Female inclusion in the vote, the only nationwide election in an absolute monarchy with no political parties and where activists are suppressed, was ordered by King Abdullah before his death in January. He also appointed women to the country’s 150-member Consultative Council and opened more areas of the labor market to them.
It remains to be seen how many women get elected in the 284 municipalities. Candidates are not allowed to address potential voters of the opposite sex but can use segregated halls with audio and visual links. Women aren’t allowed display their photos, so all candidates are banned from using them during the election, said Jedai Al-Qahtani, chairman of the municipal elections executive committee.

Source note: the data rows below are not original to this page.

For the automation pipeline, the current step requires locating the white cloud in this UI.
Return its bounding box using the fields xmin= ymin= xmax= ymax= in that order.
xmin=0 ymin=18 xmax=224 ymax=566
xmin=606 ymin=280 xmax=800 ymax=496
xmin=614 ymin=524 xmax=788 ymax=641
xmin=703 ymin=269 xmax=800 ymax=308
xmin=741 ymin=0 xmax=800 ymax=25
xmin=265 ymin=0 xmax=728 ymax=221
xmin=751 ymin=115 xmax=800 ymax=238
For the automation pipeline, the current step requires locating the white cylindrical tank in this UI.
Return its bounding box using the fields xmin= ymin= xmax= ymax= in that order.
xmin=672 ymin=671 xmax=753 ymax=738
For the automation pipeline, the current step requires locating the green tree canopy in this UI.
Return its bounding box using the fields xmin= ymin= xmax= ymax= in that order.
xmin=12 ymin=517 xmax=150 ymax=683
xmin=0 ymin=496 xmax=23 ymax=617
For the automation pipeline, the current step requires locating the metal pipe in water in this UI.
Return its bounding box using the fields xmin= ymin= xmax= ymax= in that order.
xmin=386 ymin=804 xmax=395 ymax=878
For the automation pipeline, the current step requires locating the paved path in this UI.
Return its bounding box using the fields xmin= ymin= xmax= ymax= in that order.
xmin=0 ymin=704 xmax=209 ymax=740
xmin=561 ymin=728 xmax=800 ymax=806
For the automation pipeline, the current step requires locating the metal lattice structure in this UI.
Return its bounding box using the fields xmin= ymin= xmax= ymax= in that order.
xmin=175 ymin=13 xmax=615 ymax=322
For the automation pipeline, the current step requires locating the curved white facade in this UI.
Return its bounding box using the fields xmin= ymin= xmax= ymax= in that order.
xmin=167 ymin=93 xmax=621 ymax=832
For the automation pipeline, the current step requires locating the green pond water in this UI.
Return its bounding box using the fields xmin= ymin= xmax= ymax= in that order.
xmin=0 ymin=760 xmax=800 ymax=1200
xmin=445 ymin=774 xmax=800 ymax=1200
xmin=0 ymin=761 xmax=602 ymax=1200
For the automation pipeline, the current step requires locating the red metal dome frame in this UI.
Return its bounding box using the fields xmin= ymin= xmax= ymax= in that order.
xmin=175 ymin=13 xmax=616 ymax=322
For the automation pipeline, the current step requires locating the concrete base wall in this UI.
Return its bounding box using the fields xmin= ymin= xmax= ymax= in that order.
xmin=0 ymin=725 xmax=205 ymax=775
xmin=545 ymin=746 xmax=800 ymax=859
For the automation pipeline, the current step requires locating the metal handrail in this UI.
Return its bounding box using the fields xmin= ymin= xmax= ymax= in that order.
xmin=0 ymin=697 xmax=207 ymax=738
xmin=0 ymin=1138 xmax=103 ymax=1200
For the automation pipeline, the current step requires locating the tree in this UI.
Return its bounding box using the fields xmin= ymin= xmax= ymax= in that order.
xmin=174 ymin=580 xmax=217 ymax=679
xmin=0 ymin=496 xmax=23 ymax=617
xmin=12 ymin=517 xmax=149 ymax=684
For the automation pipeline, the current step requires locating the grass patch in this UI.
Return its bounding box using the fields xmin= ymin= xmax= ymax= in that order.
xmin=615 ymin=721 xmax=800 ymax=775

Among the 7,000 candidates, men outnumber women by about six to one. The female electorate is also dwarfed. Of the 1.48 million voters registered for the Dec. 12 ballot, 130,637 are women. The country has a population of about 28 million including foreign nationals, according to the CIA Factbook. It ranked 161st out of 167 countries in the Economist Intelligence Unit’s latest Democracy Index.
“The figures are good considering that these elections are a new concept to people,” Al-Qahtani said at a Dec. 6 press conference.
While the local councils have little power or influence, the polls are "important in the Saudi context," said Hatoon al-Fassi, a Saudi historian who is the general coordinator of Baladi campaign that’s working on women’s empowerment. "The councils will be the only institution that will reflect the decisions of all the people, not just half the population.”
Expanding women’s rights comes at a turbulent time for the nation dominated by the conservative Wahhabi brand of Sunni Islam.
As well as conflicts in Yemen and Syria, the kingdom is facing domestic financial challenges with the oil price close to $40, pushing the country into a deficit for the first time since 2009. Living and housing costs are rising while the government has delayed payments to government contractors and ordered a series of cost-cutting measures, including a freeze on new construction and bans on buying new vehicles or furniture.
To buoy the economy, female workers are entering the labor force in record numbers -- a surge of 48 percent since 2010, though they still only make up 16 percent of Saudis with jobs, last year’s official labor report showed.
At least the election represents more progress, says Riyadh voter Sarah Sulaiman.
"To be honest, I’m not entirely sure I understand the elections," the 29-year-old said. But going "into those voting booths and casting my vote is a big step forward for women. It’s nice to feel like your voice, your opinion matters."